The following statement has been drafted and endorsed by over 200 scholars concerned about Korean democracy.
September 1, 2013
Recent actions by South Korea’s National Intelligence Service (NIS) are raising concerns that Korea’s hard-won democracy is under threat. The NIS and its former director are currently under investigation for very serious allegations of interference in last year’s presidential election. But with that investigation ongoing and talk among politicians across party lines of the need for NIS reform, the agency has mounted what appears to be a counterattack, moving against a minor opposition party and one of its lawmakers with charges of plotting a rebellion.
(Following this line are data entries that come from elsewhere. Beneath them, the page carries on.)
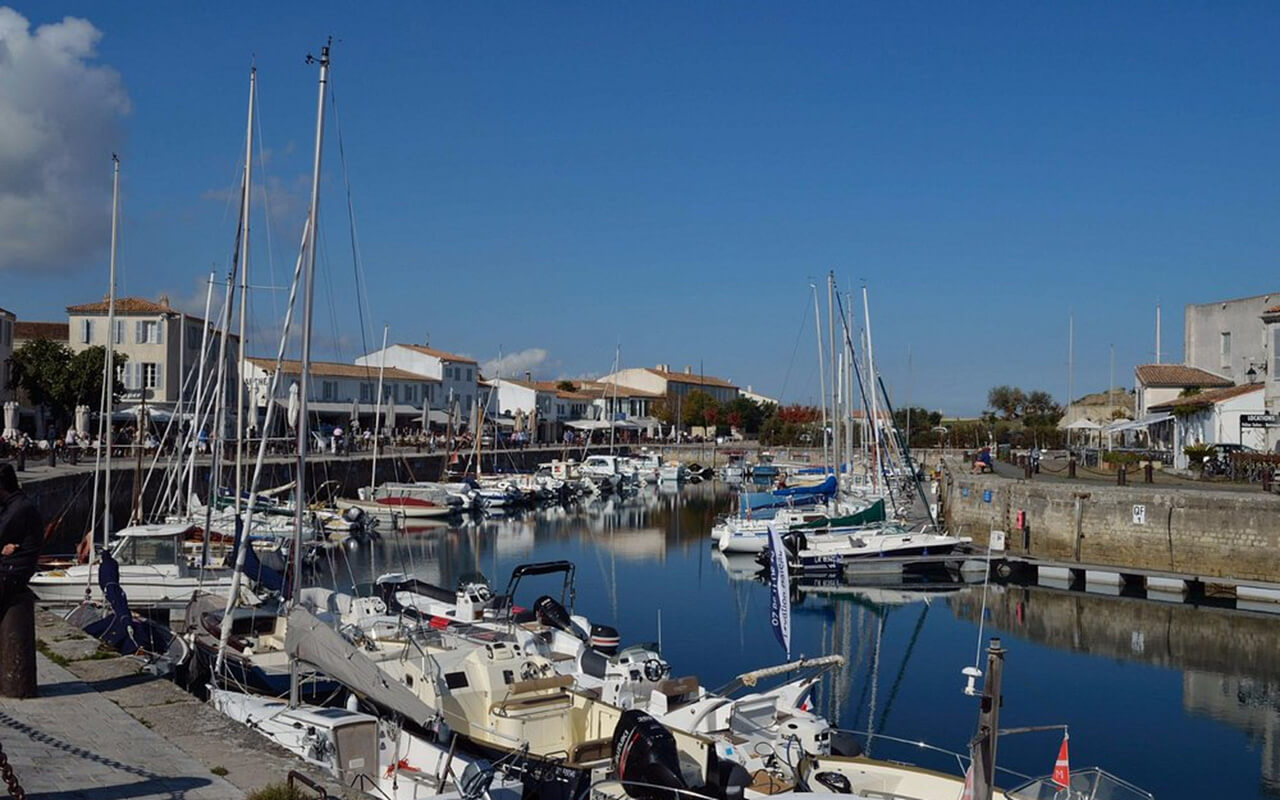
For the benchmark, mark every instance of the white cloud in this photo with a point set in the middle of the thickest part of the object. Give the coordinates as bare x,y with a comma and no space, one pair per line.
515,365
59,123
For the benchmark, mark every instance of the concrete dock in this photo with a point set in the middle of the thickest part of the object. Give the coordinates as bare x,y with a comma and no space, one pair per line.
101,728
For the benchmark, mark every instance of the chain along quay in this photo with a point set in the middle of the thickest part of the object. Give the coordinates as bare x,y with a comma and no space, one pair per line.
595,560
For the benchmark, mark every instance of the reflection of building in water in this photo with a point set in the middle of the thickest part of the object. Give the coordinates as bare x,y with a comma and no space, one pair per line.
1248,704
1205,644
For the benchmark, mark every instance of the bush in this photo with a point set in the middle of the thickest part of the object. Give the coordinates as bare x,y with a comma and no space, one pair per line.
1197,453
1120,457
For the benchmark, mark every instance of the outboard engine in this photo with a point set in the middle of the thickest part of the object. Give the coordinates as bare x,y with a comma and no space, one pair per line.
604,639
644,753
835,782
549,612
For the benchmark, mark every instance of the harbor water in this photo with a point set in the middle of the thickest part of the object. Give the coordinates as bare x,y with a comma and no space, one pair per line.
1180,700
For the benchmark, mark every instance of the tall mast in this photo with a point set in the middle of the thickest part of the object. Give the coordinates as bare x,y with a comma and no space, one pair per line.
835,383
243,310
871,380
822,373
378,415
305,376
104,423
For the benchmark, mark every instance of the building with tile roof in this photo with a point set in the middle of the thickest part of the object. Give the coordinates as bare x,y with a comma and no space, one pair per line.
457,378
163,346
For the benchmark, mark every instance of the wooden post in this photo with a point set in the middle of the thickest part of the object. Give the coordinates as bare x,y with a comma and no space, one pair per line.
18,645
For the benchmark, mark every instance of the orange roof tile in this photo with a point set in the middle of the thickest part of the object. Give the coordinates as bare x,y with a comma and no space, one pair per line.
1208,398
333,369
1173,375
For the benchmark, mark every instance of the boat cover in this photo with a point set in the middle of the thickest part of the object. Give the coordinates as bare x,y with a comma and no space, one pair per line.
311,641
790,497
872,513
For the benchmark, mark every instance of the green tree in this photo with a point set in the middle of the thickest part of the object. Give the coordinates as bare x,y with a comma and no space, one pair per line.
744,414
1009,401
56,379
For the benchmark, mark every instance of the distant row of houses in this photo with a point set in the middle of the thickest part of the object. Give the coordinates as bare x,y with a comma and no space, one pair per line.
168,350
1226,391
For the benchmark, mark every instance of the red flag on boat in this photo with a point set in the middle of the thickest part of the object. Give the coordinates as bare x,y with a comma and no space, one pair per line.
1063,767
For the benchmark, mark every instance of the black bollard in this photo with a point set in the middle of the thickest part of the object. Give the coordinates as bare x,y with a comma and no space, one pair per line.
18,645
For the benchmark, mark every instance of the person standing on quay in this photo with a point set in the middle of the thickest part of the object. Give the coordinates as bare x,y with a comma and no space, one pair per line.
21,535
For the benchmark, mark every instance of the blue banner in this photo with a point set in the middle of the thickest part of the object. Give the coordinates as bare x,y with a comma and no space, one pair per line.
780,592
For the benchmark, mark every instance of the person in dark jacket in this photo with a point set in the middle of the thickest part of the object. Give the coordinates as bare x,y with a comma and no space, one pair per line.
21,534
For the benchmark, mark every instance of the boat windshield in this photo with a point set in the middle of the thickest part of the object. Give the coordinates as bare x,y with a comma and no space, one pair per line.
1089,784
146,551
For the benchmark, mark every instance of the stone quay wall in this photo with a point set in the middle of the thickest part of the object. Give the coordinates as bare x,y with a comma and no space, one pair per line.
1193,531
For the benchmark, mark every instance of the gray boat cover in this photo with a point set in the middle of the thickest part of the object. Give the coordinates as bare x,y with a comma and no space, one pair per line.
311,641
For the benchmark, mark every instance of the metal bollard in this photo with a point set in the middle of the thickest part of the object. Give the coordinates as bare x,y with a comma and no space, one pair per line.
18,645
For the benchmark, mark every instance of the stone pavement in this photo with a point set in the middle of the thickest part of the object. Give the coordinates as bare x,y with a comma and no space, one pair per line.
101,728
73,743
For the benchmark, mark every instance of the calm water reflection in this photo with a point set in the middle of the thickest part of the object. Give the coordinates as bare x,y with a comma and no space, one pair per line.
1182,700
These charges have been unheard of since the days of the military dictatorship that ended in 1987. They bring to mind previous travesties like the charges of sedition levelled at political dissident and later president and Nobel Peace Laureate Kim Dae Jung in 1980 and the fabricated People’s Revolutionary Party case of 1975 which claimed the lives of eight innocent people, later exonerated.
South Korea has rightly been seen as a beacon for democratisation from below, as a model of how a dictatorship can transition, largely peacefully, to a thriving democracy with a civil society that is the envy of many around the world. However, it has also been clear to many that under the continuing cold war conditions on the Korean peninsula South Korea’s democratic transition remains unfinished. There have long been concerns that South Korea’s hidden ‘security state’ has never actually gone away and the recent actions of the NIS have given new credibility to those concerns. Furthermore, we are gravely concerned that alongside the accusation of treason, the National Security Law, a vestige of Cold War anticommunism with a history of abuse, is once again being used to attack opposition politicians.